I know. I went back and checked later.
Then why didn’t you tell him you found it, just say, ‘I found your Cutty Sark, you’re not fooling me.’
He knows.
And?
He knows I know. That’s enough for now.
So, you still love him. That’s why you stay, isn’t it?
She brushes her hands together, let
s the dirt scatter around her, inspects each nail packed with black dirt. Finally, she says, The reasons people get married and the reasons they stay married aren’t always the same, most of the time they’re not the same. Sometimes love just dies on its own, or gets killed. And then people stay together for the children, the convenience, the comfort. Even a bad marriage is sometimes better than starting over, especially at forty-seven.
Forty-seven isn’t that old.
She smiles, a sad, wistful smile and turns away. It’s too old to change. I have you and Kay. It’s enough.
Kay and I could help you, Mom. We could move, get jobs after school—
It would never be that simple.
But why?
No one takes what belongs to Frank Polokovich.
He—
No, Sara.
Why did you come back to Norwood? Why didn’t you stay in Buffalo?
Your Grandmother got sick and I came home to take care of her. I was only planning to stay a few weeks until her insulin was under control and she could give herself her own shots.

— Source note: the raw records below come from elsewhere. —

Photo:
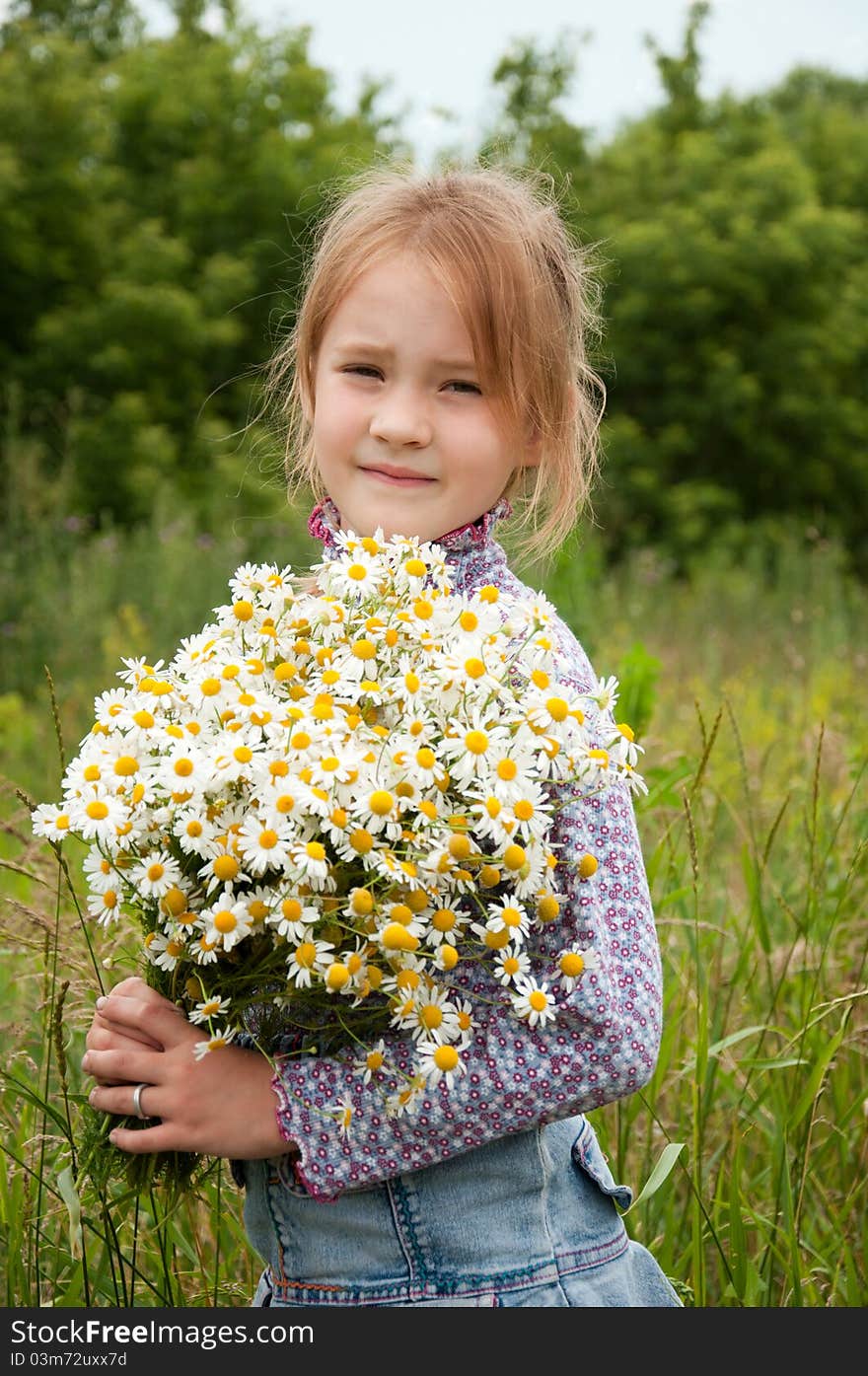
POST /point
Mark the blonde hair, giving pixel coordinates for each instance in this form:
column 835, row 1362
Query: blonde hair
column 498, row 244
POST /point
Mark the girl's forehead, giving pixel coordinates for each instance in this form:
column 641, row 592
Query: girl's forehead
column 399, row 296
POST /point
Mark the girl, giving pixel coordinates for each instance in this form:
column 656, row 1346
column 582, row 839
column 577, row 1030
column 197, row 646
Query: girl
column 436, row 372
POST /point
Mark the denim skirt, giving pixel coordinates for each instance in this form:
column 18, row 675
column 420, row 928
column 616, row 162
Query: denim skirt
column 530, row 1219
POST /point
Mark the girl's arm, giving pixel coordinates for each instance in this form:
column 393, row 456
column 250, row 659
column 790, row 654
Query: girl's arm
column 602, row 1048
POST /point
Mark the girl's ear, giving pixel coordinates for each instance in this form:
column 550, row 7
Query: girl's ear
column 533, row 446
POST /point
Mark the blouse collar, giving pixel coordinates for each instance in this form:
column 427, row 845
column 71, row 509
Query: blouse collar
column 324, row 523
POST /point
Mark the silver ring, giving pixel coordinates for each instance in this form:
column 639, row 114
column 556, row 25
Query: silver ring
column 136, row 1101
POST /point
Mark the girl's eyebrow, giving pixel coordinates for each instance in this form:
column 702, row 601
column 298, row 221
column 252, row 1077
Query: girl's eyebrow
column 384, row 351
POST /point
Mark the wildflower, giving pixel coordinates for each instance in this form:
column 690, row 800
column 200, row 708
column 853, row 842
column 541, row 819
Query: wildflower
column 440, row 1062
column 572, row 964
column 209, row 1009
column 534, row 1003
column 215, row 1044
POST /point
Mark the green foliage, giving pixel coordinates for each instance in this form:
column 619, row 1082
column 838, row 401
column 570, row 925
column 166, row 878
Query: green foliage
column 156, row 201
column 731, row 239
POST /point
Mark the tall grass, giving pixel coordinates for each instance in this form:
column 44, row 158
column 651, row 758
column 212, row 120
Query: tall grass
column 747, row 682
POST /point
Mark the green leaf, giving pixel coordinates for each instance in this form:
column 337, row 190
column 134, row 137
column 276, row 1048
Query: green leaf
column 70, row 1197
column 668, row 1159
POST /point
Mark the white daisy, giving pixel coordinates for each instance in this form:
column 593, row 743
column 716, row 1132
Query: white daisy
column 512, row 966
column 215, row 1044
column 226, row 920
column 310, row 957
column 534, row 1003
column 439, row 1061
column 572, row 964
column 156, row 874
column 209, row 1009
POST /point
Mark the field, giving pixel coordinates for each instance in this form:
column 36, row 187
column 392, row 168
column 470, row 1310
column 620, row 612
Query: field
column 745, row 676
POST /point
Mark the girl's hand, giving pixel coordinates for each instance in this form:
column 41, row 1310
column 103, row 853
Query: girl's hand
column 219, row 1105
column 102, row 1038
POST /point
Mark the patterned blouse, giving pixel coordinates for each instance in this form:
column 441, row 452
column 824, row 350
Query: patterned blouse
column 604, row 1042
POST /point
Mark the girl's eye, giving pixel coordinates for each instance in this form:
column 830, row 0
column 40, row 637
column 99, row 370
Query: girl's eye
column 362, row 368
column 369, row 370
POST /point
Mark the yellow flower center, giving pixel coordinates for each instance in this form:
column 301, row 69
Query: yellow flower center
column 446, row 1058
column 571, row 964
column 476, row 742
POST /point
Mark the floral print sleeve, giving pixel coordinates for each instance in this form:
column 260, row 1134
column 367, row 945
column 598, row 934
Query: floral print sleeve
column 604, row 1041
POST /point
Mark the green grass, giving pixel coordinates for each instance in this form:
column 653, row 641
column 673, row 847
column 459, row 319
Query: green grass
column 746, row 680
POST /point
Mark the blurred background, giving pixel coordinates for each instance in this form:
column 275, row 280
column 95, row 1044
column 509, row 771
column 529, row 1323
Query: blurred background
column 163, row 168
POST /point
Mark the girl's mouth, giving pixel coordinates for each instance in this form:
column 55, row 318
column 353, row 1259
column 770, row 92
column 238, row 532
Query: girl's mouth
column 395, row 480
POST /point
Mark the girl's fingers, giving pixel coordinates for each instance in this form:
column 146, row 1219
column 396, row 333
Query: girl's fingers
column 102, row 1037
column 122, row 1068
column 117, row 1098
column 157, row 1023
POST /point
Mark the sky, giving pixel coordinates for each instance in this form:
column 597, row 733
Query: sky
column 440, row 54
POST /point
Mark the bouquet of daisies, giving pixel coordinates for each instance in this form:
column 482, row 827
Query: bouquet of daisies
column 331, row 796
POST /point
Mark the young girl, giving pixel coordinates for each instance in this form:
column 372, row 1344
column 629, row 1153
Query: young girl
column 436, row 373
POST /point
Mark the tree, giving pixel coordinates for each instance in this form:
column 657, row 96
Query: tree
column 154, row 211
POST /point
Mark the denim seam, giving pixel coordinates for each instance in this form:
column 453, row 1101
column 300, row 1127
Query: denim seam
column 544, row 1162
column 406, row 1233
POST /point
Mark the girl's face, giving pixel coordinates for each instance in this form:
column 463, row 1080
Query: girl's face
column 403, row 435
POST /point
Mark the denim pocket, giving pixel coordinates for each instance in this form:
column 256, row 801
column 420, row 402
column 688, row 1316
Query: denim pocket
column 588, row 1156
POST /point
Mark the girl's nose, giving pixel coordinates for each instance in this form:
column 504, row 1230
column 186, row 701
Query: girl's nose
column 400, row 418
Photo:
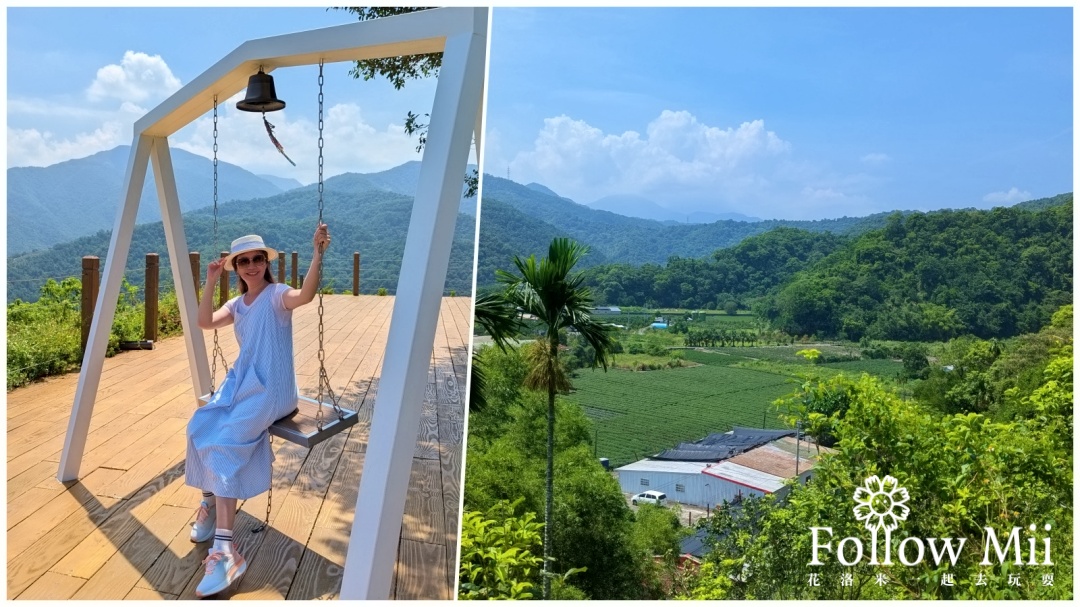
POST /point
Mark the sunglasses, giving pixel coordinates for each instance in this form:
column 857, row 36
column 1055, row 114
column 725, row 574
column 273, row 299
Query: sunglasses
column 257, row 259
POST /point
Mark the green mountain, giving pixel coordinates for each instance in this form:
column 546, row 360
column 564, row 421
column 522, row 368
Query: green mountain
column 613, row 238
column 76, row 198
column 934, row 275
column 370, row 221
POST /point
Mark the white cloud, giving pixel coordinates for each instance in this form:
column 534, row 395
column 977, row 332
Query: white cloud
column 139, row 77
column 1011, row 197
column 686, row 165
column 351, row 144
column 875, row 159
column 29, row 147
column 677, row 159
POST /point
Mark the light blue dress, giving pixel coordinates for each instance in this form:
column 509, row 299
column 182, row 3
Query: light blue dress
column 228, row 443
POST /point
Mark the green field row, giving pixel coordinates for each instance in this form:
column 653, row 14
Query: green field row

So, she talked you into staying?
No. I met your father.
***
“Kay? Are you ready yet?” I yell from the bottom of the stairs. Jerry says if we don’t leave by eleven thirty there’ll be wall-to-wall beach towels and nowhere for us. “Come on, Kay. Let’s go!” I want to be out of here before Frank gets back from wherever he is.
The low, muffled groan frightens me. Kay? I fly up the stairs to our bedroom, honing in on the sound. Kay is lying on her left side, curled into a ball with the orange and brown afghan Aunt Irene made last year pulled to her chin. Her eyes are squeezed shut and her face looks like someone has erased the color from it, her lips, too.
“What’s wrong?”
“Cramps,” she whispers. “Bad.”
“Do you need the water bottle?”
“Got it already.”
“Did you take any aspirin?”
“Hmm hmm.” It slips out more whimper than word.